Kur’an’a baktığımızda ağaç kelimesinin çeşitli şekillerde geçtiği görülmektedir. Bir bütün olarak ele alındığında, Kur’an’da doğrudan “ağaç dikiniz” diye bir emir yoktur. Bununla beraber, ağaç, bağ ve bahçelerden o kadar çok ve akıcı bir üslupla bahseder ki, her dikkatli Kur’an okuyucusunda bir ağaç, bağ ve bahçe bilincinin oluşmaması mümkün değildir. Zira, Allah bu alemi yaratırken, onu ağaçlar, bağ ve bahçeler ile süslemiş ve insanın istifadesine sunmuştur. Ağaç kelimesi Kur’an’da 26 defa geçerken, bağ ve bahçe anlamındaki cennet kelimesi ise yaklaşık 146 defa geçmektedir. 

  • O, gökten su indirendir. İşte biz her çeşit bitkiyi onunla bitirdik. O bitkiden de kendisinde üst üste binmiş taneler bitireceğimiz bir yeşillik; hurmanın tomurcuğundan sarkan salkımlar; üzüm bağları; bir kısmı birbirine benzeyen, bir kısmı da benzemeyen zeytin ve nar bahçeleri meydana getirdik. Meyve verirken ve olgunlaştığı zaman her birinin meyvesine bakın! Kuşkusuz bütün bunlarda inanan bir toplum için ibretler vardır. 
  • Çardaklı ve çardaksız (üzüm) bahçeleri, ürünleri çeşit çeşit hurmaları, ekinleri, birbirine benzer ve benzemez biçimde zeytin ve narları yaratan O'dur. Herbiri meyve verdiği zaman meyvesinden yiyin. Devşirilip toplandığı gün de hakkını (zekât ve sadakasını) verin, fakat israf etmeyin; çünkü Allah israf edenleri sevmez (80/Abese: 25-32).
  • (Allah) su sayesinde sizin için ekinler, zeytinler, hurmalar, üzümler ve diğer meyvelerin hepsinden bitirir. İşte bunlarda düşünen bir toplum için büyük bir ibret vardır (16/Nahl: 11).

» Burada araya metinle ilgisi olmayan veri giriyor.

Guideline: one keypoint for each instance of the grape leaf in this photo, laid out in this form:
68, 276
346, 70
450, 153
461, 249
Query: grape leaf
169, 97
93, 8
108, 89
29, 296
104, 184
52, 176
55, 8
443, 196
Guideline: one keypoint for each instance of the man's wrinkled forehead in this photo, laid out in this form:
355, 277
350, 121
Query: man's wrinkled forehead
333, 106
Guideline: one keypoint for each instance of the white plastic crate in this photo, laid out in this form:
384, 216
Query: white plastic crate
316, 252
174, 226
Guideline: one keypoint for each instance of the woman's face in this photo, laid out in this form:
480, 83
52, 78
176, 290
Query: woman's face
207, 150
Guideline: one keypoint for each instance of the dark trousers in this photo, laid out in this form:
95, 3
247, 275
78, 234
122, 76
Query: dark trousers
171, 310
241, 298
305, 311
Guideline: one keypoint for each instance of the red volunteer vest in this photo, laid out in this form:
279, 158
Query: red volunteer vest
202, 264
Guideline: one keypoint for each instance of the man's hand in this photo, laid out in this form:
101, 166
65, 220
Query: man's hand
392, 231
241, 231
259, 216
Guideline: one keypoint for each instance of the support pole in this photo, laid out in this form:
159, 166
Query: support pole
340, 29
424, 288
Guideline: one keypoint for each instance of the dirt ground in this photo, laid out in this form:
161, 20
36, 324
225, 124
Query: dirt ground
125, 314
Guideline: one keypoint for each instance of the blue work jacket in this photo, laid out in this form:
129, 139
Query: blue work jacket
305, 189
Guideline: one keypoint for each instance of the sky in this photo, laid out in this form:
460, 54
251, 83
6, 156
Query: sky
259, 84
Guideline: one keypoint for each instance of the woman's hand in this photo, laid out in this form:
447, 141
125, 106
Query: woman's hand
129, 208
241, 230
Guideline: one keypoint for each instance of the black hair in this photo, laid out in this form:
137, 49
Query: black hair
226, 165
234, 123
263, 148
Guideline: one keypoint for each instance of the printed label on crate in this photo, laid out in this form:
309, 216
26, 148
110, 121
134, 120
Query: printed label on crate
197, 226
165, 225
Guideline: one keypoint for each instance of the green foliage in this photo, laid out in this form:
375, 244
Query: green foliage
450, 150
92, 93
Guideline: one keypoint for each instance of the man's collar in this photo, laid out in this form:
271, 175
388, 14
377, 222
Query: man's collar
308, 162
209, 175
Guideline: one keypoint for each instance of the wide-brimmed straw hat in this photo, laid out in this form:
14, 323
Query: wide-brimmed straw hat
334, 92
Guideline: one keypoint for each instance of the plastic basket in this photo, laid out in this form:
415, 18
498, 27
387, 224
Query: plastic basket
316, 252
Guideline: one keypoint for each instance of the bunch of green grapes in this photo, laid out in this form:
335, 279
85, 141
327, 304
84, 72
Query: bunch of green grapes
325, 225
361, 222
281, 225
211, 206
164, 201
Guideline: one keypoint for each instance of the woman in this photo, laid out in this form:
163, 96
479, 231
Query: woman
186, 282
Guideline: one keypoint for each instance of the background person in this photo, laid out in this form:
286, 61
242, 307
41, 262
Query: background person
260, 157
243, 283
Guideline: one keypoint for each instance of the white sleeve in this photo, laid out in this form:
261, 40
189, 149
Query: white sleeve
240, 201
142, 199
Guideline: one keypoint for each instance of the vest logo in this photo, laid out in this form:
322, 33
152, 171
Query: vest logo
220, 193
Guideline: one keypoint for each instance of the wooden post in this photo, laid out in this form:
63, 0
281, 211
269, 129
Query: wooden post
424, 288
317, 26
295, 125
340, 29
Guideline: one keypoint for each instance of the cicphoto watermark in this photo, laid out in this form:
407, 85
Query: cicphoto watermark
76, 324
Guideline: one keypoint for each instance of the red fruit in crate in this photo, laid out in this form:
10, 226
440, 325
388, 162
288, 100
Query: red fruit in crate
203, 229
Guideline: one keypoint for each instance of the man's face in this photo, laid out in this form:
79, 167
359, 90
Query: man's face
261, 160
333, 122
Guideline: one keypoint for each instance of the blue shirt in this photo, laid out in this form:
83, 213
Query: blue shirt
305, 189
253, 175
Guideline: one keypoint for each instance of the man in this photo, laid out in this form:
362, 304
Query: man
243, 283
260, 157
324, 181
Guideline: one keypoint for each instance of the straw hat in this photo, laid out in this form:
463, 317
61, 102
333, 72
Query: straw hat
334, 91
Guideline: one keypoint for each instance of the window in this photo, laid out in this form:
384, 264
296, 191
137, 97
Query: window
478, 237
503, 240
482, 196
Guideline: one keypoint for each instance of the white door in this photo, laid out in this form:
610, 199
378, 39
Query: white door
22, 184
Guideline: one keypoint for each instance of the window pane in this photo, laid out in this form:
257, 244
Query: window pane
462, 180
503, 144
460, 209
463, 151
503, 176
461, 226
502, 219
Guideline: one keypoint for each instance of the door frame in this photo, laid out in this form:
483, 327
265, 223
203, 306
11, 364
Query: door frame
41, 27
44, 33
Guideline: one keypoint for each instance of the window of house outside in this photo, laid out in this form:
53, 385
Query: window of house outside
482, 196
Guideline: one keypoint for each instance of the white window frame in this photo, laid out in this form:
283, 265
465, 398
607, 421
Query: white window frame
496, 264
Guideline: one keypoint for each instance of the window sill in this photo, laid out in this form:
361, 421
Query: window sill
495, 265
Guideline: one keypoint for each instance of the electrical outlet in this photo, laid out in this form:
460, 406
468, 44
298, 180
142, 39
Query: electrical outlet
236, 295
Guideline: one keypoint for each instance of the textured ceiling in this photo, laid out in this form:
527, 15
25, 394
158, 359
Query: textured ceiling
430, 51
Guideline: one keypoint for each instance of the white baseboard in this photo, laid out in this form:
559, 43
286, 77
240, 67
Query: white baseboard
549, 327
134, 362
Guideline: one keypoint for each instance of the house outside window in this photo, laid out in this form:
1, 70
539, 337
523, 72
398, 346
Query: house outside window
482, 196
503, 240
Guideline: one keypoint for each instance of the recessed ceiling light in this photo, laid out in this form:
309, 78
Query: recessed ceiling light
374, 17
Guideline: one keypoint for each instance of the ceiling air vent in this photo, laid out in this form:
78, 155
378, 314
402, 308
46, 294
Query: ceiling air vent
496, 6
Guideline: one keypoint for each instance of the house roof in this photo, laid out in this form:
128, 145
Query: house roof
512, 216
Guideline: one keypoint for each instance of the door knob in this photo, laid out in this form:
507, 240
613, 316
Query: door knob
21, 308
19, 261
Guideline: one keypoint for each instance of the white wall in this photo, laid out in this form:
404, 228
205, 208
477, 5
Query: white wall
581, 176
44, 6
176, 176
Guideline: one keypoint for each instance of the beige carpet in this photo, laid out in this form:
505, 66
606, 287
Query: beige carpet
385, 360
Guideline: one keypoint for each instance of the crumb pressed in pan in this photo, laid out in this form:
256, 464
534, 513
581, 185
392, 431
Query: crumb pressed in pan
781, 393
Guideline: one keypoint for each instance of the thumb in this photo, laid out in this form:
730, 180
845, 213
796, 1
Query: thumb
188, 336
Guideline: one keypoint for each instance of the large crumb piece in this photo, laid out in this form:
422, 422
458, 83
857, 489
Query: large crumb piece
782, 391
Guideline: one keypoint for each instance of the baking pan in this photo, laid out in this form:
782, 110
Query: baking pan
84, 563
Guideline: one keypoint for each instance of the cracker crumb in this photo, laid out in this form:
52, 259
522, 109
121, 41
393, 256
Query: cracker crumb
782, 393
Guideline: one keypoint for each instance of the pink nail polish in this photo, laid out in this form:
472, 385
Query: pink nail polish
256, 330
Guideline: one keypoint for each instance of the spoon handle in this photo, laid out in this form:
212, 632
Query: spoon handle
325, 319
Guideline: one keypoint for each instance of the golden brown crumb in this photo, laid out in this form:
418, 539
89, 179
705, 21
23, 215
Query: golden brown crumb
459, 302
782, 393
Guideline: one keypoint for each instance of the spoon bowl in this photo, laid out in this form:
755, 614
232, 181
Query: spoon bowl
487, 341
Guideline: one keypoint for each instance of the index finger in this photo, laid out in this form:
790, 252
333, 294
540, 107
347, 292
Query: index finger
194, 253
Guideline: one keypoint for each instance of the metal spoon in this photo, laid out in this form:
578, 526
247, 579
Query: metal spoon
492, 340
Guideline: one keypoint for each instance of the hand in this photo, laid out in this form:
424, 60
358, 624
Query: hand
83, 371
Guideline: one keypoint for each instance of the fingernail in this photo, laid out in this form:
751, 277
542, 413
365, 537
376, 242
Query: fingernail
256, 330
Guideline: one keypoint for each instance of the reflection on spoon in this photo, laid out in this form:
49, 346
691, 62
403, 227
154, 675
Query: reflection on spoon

Görüldüğü gibi bu ayetler su, ağaç, toprak, bağ ve bahçelerden, bulutlardan bahsederek; tabiatı oluşturan bütün unsurlar arasındaki ilahi dengeyi vurgulamakta, tüm bunlardan ibret almamız istenmektedir. Başka bir ifadeyle, kişisel ve günlük hayatımızda başımızı kaldırıp etrafımızdaki âleme farklı bir şekilde bakmamız istenmektedir. Zira bütün mahlûkat sahip oldukları düzen, nizam, ekolojik dengelerle Yaratıcısını göstermektedir.

Kur’an tabiattaki dengeye de dikkat çekmekte ve arkasından da toplumsal hayatta da dengeye, hak ve hukuka dikkat etmemiz gerektiği sonucunu çıkarmaktadır. Yani hak, hukuk ve denge uymamız gereken evrensel kurallardır:

  • Güneş ve ay bir hesaba göre (hareket etmekte) dir. 
  • Bitkiler ve ağaçlar secde ederler. 
  • Göğü Allah yükseltti ve mîzanı (dengeyi) O koydu. 
  • Sakın dengeyi bozmayın. 
  • Ölçüyü adaletle tutun ve eksik tartmayın (55/Rahman: 5-9).

İslâm Dünya Görüşünün, Allah’ın yarattığı ve kendi varlığının ayetleri olarak bildirdiği ekolojik dengeleri, tabiattaki nizam, intizam ve düzeni yok eden, bozan tahrip eden bir halifelik anlayışını onaylamayacağı açıktır. Birinci Halife olan Hz. Ebu Bekir’in Mute savaşına yolladığı askerlerine verdiği talimat konumuz açısından ve daha birçok açıdan dikkat çekicidir: 

  • “Davanıza ihanet etmeyin. Savaşta bile insaftan ayrılmayın. Çocukları, yaşlıları, kadınları öldürmeyin, zulmetmeyin. Hurma ve diğer meyve ağaçlarını, koyun, keçi ve diğer hayvanları yemenin dışında bir amaçla kesmeyin, telef etmeyin. Kiliselerde ibadete çekilenlere rastlarsanız onları ibadetleri ile başbaşa bırakın. Size yiyecek, içecek ikram edilirse “Bismillah” demeden yemeyin, içmeyin” (İbnü'l-Esir, 1987).

İnsan Allah'ın yeryüzündeki halifesidir. Halife demek, vekil demektir. Bunun anlamı ise, insanın Allah’ın yeryüzünden sorumlu tuttuğu, yeryüzünün sorumluluk ve korunmasını ona bıraktığı tek varlıktır. Bu vekil, bu âlemi belli bir düzen, denge ve ahenkle yaratan Zat’ın emanetine ihanet edemez. Bu düzeni ve ahengi bozduğu ve tahrip ettiği anda artık o kötü bir vekil olarak anılacaktır.